AI support in Single Boards computers is getting more popular. But what are the real options? And how do you get value for your money to support your TensorFlow, PyTorch and other workflows?
We’re going over the boards with the best AI support, starting with the top board which is a winner in our eyes: the Raspberry Pi 5.
Winner - Raspberry Pi 5 with AI HAT
13TOPS at $11.5 per TOPS
Orange Pi 5 Pro
6TOPS at $16.1 per TOPS
BeagleV-Ahead
4TOPS at $18.1 per TOPS
BeagleBone AI-64
8TOPS at $23.4 per TOPS
BeagleY AI
4TOPS at $18.1 per TOPS
We have a review of the BeagleY AI board so you can see whether the other features in this board make sense.

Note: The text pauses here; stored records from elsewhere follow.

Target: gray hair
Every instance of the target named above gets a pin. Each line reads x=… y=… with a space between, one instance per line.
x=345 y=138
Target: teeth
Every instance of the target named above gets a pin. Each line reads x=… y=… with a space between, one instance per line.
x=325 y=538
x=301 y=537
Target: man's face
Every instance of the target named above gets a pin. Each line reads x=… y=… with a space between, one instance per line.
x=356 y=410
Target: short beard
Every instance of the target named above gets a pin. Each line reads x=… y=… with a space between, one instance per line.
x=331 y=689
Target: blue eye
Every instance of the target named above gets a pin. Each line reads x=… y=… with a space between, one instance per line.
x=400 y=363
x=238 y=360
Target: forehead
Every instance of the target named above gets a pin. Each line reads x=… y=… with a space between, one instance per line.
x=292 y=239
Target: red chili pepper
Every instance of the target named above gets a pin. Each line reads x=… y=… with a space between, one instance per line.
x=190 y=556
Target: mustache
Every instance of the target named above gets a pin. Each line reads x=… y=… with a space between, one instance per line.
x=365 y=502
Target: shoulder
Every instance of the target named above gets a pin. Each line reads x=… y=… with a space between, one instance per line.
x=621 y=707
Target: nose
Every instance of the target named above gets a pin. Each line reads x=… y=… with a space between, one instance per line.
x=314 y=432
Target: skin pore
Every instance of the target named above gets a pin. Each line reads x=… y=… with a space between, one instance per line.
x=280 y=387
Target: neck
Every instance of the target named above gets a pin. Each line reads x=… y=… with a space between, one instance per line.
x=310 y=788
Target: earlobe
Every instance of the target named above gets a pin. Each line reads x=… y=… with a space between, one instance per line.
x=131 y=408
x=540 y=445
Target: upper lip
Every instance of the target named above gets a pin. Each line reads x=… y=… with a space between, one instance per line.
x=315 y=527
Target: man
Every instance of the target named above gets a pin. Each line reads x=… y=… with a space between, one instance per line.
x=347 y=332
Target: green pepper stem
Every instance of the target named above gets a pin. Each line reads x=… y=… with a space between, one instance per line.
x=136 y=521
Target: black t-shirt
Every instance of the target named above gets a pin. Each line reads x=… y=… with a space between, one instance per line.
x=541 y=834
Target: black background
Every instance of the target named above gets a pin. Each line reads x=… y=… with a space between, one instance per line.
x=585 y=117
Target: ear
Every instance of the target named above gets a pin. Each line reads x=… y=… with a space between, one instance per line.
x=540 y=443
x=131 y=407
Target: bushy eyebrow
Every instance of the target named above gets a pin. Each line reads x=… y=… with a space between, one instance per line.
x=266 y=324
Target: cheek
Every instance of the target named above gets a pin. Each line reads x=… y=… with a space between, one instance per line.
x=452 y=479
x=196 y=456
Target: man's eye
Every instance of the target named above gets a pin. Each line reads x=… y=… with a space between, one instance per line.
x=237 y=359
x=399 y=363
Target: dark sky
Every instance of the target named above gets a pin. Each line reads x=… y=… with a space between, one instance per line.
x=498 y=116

NVIDIA Jetson Nano Dev Kit
40TOPS at $12.5 per TOPS
The original SBCs all put a huge focus on the processing power of the CPU, typically an ARM processor. But as AI applications have become popular, we’ve started to see Neural Processing units being added. Those units are important to accelerate any AI workload you may want to run.
Why AI Specific Accelerators?
You can run AI on a general purpose processor (CPU). And the faster that CPU, the more performance you’ll get. Of course that means that you’ll also dissipate a lot more heat and consume power. However, it’s even worse. a generic CPU can significantly underperform a dedicated accelerator, by a huge amount. How bad is it?
Here’s a benchmark for the ResNet-50 v1 comparing the Coral TPU that’s attached via PCIe and provides about 8TOPS of performances vs a $1200 (or so) Intel Xeon Gold 6154. The Coral TPU outperforms the Intel Xeon Gold 6154 by 10x and costs 48x less (we’ve seen even higher price points).
What’s more, the Coral TPU consumes a few watts of power at most as opposed to the power of the Intel Xeon processor. Clearly, you want a dedicated accelerator if you’re running neural networks and AI workloads.